Maximum number of words used when calculating probability (default value is 15). The number of individual word values, within each e-mail, used to calculate the probability that an e-mail is spam. You can enter any value in this text box; however, entering anything above 25 may have unpredictable results.

Each word within an e-mail is assigned two word counts: the number of times the word has occurred in spam, and the number of times that a word has occurred in non-spam. From these values, a spam probability is computed for the word. This setting examines the words whose probabilities deviate most from an average word. These words are both spam and non-spam words.
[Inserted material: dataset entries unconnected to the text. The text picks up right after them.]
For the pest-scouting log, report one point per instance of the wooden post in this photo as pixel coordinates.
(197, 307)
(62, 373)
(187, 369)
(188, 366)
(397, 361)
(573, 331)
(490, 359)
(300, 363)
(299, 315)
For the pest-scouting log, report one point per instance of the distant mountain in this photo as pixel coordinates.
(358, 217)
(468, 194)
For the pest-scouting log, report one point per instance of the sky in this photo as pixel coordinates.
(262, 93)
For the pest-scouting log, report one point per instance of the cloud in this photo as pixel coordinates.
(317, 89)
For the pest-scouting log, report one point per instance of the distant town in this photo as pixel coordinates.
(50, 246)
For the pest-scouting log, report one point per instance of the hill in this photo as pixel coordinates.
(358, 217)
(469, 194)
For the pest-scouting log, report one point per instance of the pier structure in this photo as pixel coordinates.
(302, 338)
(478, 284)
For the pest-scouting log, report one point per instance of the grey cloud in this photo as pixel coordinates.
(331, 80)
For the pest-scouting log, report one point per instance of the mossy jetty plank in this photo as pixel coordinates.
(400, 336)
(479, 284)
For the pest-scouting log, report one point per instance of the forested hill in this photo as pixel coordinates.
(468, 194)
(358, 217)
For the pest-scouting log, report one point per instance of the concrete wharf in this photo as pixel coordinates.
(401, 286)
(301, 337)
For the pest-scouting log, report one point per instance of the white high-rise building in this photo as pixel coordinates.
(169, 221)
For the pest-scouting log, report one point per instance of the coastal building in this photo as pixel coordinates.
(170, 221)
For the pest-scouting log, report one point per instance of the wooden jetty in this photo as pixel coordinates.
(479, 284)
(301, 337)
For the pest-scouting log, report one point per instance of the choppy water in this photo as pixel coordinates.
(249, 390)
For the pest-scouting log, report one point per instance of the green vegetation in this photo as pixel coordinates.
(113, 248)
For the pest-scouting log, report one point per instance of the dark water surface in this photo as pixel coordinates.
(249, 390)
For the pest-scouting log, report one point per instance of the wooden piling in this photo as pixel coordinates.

Example: Suppose this option is set to 15. Since most words have an average spam probability of 50% (50% likely to be spam, 50% likely to be non-spam), then the fifteen words that are farthest away from 50% are used. So if a word has a spam probability of 5% it will most likely be used. Likewise, if a word has a spam probability of 90%, it will most likely be used. A word that has a 45% probability will most likely not be used.
Each word within an e-mail is assigned two word counts:
- the number of times the word has occurred in spam
- the number of times that a word has occurred in non-spam
From these values, a spam probability is computed for the word. This setting examines the words whose probabilities deviate most from an average word. These words are both spam and non-spam words.

Example: Suppose this option is set to 15. Since most words have an average spam probability of 50% (50% likely to be spam, 50% likely to be non-spam), then the fifteen words that are furthest away from 50% are used. So if a word has a spam probability of 5% it will most likely be used. Likewise, if a word has a spam probability of 90%, it will most likely be used. A word that has a 45% probability will most likely not be used.

Note: The value for the Maximum number of words used when calculating probability can greatly affect the performance of statistical filtering. The greater the value, the more time is spent determining which words to evaluate within a message. Thus, statistical filtering takes longer to calculate the e-mail probability and mail processing takes longer.